Yes, I am talking about QR Code or the short form of Quick Response Code. This is a kind of square barcode (two dimensional) that was first developed and used in Japan. It is just like any other barcode to store in information in a machine-readable optical label. The data contained by a QR code can be anything from simple text, to an email addresses, to phone numbers and so on. These are used to take a piece of information from a transitory media to put it into your laptop, smartphone or any other smart and handy gadget.
QR codes store data using patterns of black dots and white spaces, arranged in a square grid.
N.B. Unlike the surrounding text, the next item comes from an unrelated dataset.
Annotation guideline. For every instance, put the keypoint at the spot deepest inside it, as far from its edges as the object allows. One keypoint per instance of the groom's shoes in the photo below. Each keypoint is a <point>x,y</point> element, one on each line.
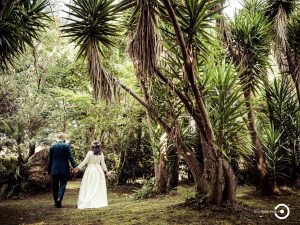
<point>58,203</point>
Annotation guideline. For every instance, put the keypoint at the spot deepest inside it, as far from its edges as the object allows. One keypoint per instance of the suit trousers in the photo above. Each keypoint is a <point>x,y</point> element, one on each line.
<point>59,183</point>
These patterns can be scanned and translated into human-readable information, with the help of an imaging device, like a camera or a scanner, although the most common way to scan QR codes nowadays is to use your smartphone’s camera and a specialized app for reading QR codes.
Now talking about its utility, it is excessively preferred nowadays because it can store (and digitally present) much more data, including URL links, Geo coordinates, and text. The other key feature of QR Codes is that instead of requiring a chunky hand-held scanner to scan them, many modern cell phones can scan them.
However, most people still have no idea what QR Code is all about, and many even fear using them particularly while using them for financial transactions, because of increasing cases of cyber frauds and the risk of getting dragged into electronic scams. Even while making payment at restaurants, hotels, petrol stations, business sites and payment getaways many people avoid using it. But the thing which most of us might not be knowing is that QR Code is extremely safer and simpler to use as compared to card-based payments in which one has to enter his confidential pin. However, it also has its fair share of small risk associated, which cannot be entirely eliminated.
Nowadays, QR codes can be seen on magazine adverts, billboards, textbooks and even on T-shirts. Once you scan a QR code through your cell phone, it may give you details about that business, allowing users to search for nearby locations, or details about the person wearing the t-shirt, show you a URL which you can click to see a trailer for a movie.
With the advancement of ICT’s and digitization invading every zone, QR Codes have now also been introduced into textbooks. A recent initiative has been taken by Department of State Education Research and Training (DSERT) to introduce QR codes into textbooks to enable students, teachers and parents to access study material digitally through online app Diksha. This inventiveness is to help students go an extra mile to learn and understand the subject, with the additional study material in their small handy devices. Through the Diksha app, students can scan QR Codes in their books and can access detailed information about a topic or the whole subject.
However, it is disheartening that not only the students but most teachers and parents still do not know how to use the QR codes implanted within coursebooks. Thus recently a piece of news has also been published by UdaipurBlog to make people aware of the initiative.
Hope, knowing its benefits, now we will embrace the positive developments like digital learning through QR codes, that technology is offering to us and make it beneficial for the growth of society.